I take my sports fandom much too seriously. There are more important matters on which to invest my mental energy. It’s true, still . . . I entered this new year burdened with the realization that the three sports teams that I care about most — the University of North Carolina football and men’s basketball teams and the Carolina Panthers of the National Football League — all lost games this holiday weekend. This is not the way I would have chosen for this new year to start.

Losing games is not the worst of it for those of us who try to watch these contests on television. I can’t count the ways that the commentators assigned to cover these games annoy me. One network covering NFL games has employed as an analyst Charles Davis, a former football player at the University of Tennessee, who was not drafted by the NFL. Davis did audition for the Dallas Cowboys but failed to make the team, so he went into broadcasting, where he apparently believes that he should be paid by the word. Trying to watch a game with this motormouth in the booth is an exercise in frustration.

He’s not alone in his skill at bothering viewers. Can anyone explain why these guys insist on chatting with each other at length about any subject that lurches into their shallow minds? Any subject is fair game so long as it has absolutely nothing to do with the game they are being paid to cover.

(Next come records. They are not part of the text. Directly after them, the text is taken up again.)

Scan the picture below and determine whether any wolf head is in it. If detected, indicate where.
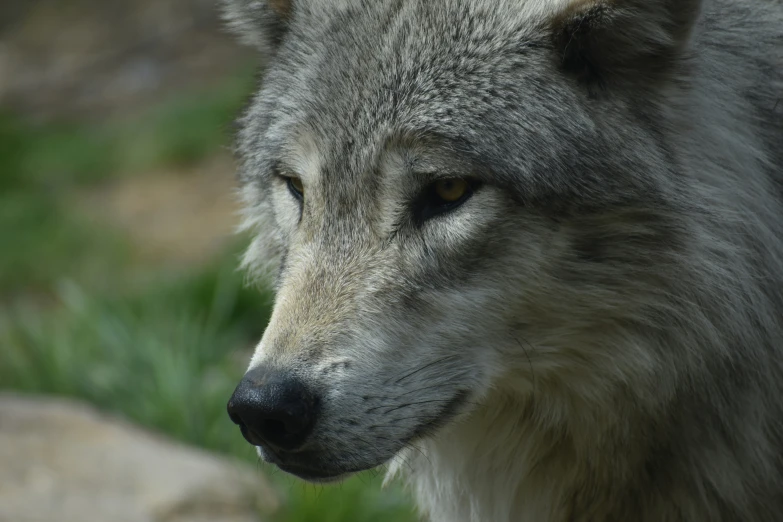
[226,0,699,480]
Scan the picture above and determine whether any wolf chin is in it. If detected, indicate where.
[224,0,783,522]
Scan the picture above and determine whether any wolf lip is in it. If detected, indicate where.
[276,463,365,482]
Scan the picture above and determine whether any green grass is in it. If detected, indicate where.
[0,251,414,522]
[0,63,415,522]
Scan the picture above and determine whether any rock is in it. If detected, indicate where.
[0,393,278,522]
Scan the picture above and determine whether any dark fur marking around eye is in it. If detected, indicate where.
[413,180,481,226]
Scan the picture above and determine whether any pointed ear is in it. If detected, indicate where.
[551,0,701,84]
[221,0,293,54]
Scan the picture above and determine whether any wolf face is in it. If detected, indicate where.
[222,0,783,492]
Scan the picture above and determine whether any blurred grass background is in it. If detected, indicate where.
[0,0,415,522]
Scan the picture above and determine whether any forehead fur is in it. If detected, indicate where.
[240,0,666,211]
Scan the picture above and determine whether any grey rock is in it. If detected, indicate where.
[0,394,278,522]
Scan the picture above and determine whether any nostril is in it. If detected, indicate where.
[227,400,244,427]
[261,419,291,441]
[227,371,317,451]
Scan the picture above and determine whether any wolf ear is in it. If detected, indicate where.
[552,0,702,83]
[221,0,293,53]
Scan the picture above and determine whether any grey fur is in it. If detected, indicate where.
[225,0,783,522]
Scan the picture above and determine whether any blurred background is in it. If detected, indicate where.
[0,0,416,522]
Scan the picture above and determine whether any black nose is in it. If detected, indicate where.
[228,367,317,451]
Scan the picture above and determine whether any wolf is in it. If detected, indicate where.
[223,0,783,522]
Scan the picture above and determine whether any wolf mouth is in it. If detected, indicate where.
[261,391,468,483]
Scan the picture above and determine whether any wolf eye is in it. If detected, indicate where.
[415,178,478,223]
[433,179,470,203]
[288,178,304,201]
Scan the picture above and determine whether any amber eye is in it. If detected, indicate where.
[433,179,470,203]
[288,178,304,200]
[413,178,481,224]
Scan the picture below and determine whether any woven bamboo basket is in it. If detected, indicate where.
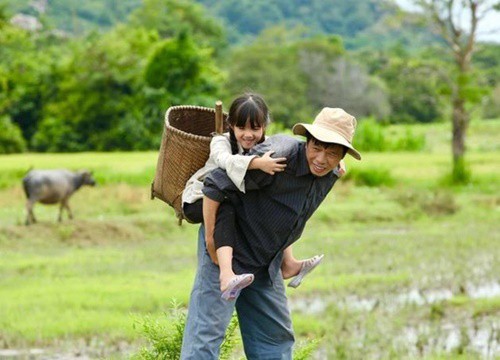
[151,102,227,222]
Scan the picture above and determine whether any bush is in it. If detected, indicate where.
[355,118,425,152]
[132,302,238,360]
[0,116,26,154]
[345,168,395,187]
[355,118,389,151]
[131,301,319,360]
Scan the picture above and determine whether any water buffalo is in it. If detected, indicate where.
[23,170,95,225]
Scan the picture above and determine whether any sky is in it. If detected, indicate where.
[395,0,500,43]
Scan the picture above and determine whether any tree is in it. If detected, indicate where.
[414,0,500,183]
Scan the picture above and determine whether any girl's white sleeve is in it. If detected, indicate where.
[210,135,256,192]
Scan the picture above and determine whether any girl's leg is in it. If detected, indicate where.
[217,246,236,291]
[182,199,203,224]
[214,202,253,292]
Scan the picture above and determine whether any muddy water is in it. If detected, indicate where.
[290,281,500,359]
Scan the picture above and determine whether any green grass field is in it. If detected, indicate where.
[0,121,500,359]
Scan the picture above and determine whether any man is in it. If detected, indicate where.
[181,108,361,360]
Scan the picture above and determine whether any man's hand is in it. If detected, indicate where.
[205,235,219,265]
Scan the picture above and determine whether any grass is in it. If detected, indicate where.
[0,122,500,359]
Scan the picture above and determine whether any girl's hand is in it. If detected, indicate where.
[335,160,346,177]
[250,150,286,175]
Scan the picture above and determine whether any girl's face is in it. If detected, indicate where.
[231,121,264,150]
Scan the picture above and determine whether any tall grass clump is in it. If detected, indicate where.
[131,302,320,360]
[131,302,238,360]
[355,118,425,152]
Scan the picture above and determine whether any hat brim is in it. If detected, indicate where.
[292,123,361,160]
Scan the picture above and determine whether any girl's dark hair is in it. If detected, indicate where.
[226,93,270,154]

Our television screen can show an injured player or a referee explaining a penalty, or a fight breaks out, and of course we want to learn the details, but our commentators prefer to yammer on about something totally unrelated to the action on the field.

And massacre English grammar in the process. Let’s not overlook that unwelcome gift to sports fans. Have these professional communicators ever been introduced to the object of a preposition? Do they understand that athleticism is not a word but a monstrosity invented by members of their own fraternity in their clumsy efforts to express the concept of athletic ability? No.

But still we watch and hope that “our” teams will win more than they lose. If that happens, we might even be able to make it to spring training without throwing something at the television.